Sollten die Voraussetzungen des § 9 Abs. 1 Satz 1 EStG nicht erfüllt sein, so muß das FG prüfen, ob die Flugkosten nicht als Aufwendungen für Fahrten zwischen Wohnung und Arbeitsstätte nach § 9 Abs. 1 Nr. 4 Satz 1 EStG zu berücksichtigen sind. Wie der Senat unter Aufgabe seiner bisherigen Rechtsprechung in dem zur Veröffentlichung bestimmten Urteil vom 13. Dezember 1985 VI R 7/83 ausgeführt hat, kann ein Arbeitnehmer mit zwei Wohnungen, von denen er sich abwechselnd zu seiner Arbeitsstätte begibt, Aufwendungen für Fahrten von der weiter entfernt liegenden Wohnung ohne Rücksicht auf die Entfernung zur Arbeitsstätte und ohne Prüfung der Angemessenheit nach § 9 Abs. 1 Nr. 4 EStG als Werbungskosten geltend machen, wenn die weiter entfernt liegende Wohnung den örtlichen Mittelpunkt der Lebensinteressen des Arbeitnehmers darstellt. Auf die Entscheidung wird im einzelnen Bezug genommen.

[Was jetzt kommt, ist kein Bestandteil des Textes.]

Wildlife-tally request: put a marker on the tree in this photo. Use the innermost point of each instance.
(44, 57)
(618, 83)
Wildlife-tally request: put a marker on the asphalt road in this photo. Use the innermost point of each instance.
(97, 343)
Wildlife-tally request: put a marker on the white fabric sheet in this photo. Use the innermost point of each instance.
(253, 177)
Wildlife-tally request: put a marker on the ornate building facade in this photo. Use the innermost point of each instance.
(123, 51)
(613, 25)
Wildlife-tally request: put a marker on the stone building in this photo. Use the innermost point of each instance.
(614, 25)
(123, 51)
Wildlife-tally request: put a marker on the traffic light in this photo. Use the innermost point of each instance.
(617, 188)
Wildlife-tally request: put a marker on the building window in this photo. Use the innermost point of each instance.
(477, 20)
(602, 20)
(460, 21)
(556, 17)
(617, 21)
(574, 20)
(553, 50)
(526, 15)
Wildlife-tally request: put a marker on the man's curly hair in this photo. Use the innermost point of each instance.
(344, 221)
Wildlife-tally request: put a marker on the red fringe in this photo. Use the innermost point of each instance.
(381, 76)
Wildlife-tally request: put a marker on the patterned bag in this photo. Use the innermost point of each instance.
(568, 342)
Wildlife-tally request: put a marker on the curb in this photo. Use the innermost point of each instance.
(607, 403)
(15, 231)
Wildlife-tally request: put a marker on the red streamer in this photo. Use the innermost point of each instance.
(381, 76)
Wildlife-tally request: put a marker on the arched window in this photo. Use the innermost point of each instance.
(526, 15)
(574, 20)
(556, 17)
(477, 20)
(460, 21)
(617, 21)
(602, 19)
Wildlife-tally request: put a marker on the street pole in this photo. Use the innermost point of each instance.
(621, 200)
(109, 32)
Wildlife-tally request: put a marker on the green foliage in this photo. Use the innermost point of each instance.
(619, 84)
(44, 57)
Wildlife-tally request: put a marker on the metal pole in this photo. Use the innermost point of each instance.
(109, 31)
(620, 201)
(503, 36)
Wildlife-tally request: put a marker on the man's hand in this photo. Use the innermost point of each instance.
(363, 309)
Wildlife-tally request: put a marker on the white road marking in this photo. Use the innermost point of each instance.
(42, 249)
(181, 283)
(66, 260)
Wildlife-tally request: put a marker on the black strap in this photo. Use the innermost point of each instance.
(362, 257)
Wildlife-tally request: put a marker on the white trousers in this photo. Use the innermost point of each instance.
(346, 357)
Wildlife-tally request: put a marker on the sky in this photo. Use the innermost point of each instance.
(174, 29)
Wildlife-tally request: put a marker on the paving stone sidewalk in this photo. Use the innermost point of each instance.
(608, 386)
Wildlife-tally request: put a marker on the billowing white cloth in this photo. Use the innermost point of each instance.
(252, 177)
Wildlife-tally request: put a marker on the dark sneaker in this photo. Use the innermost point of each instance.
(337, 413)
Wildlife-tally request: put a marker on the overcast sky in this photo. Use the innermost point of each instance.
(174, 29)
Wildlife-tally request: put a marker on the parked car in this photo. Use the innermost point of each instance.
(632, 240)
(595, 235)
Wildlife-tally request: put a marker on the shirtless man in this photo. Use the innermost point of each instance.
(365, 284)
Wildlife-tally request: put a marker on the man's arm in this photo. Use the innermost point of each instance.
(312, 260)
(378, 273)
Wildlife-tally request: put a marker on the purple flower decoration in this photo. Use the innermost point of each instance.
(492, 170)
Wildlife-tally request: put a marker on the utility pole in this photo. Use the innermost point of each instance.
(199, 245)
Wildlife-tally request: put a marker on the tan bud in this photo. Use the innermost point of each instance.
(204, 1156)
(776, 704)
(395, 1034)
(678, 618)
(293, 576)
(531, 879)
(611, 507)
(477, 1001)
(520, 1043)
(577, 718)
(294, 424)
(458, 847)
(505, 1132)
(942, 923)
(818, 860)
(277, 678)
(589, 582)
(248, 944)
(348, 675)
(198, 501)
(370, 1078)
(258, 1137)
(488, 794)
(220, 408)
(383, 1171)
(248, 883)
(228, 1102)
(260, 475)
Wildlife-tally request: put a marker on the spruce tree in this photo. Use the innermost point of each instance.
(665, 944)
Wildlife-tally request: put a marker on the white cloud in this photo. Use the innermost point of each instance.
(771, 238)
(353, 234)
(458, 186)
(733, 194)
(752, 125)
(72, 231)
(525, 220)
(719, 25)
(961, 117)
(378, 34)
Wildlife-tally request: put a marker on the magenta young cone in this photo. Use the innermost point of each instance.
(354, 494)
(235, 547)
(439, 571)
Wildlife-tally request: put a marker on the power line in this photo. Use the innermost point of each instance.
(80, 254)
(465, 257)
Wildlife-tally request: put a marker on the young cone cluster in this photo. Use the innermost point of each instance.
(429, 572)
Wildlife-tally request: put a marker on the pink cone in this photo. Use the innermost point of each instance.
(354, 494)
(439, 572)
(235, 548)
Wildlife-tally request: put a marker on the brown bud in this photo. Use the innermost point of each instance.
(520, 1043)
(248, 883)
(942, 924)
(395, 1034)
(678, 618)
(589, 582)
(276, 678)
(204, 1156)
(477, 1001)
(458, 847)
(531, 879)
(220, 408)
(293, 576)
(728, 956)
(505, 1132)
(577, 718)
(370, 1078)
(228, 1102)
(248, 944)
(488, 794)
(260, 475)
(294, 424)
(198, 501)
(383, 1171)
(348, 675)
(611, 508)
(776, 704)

Im Streitfall hatte der Kläger zwei Wohnungen, eine in B und eine in H, von denen aus er sich abwechselnd zu seiner Arbeitsstätte bei der Wirtschaftsprüfungsgesellschaft begab. Die Aufwendungen für Fahrten von der Wohnung in B zu der genannten Arbeitsstätte in H könnten mithin nach § 9 Abs. 1 Nr. 4 Satz 1 EStG in vollem Umfang berücksichtigt werden, wenn die Wohnung in B Mittelpunkt der Lebensinteressen des Klägers im Streitjahr 1977 war. Entsprechende Feststellungen wird das FG noch nachzuholen haben. Der Umstand, daß es sich hier um Flugkosten handelt, steht der Anwendung des § 9 Abs. 1 Nr. 4 Satz 1 EStG nicht entgegen.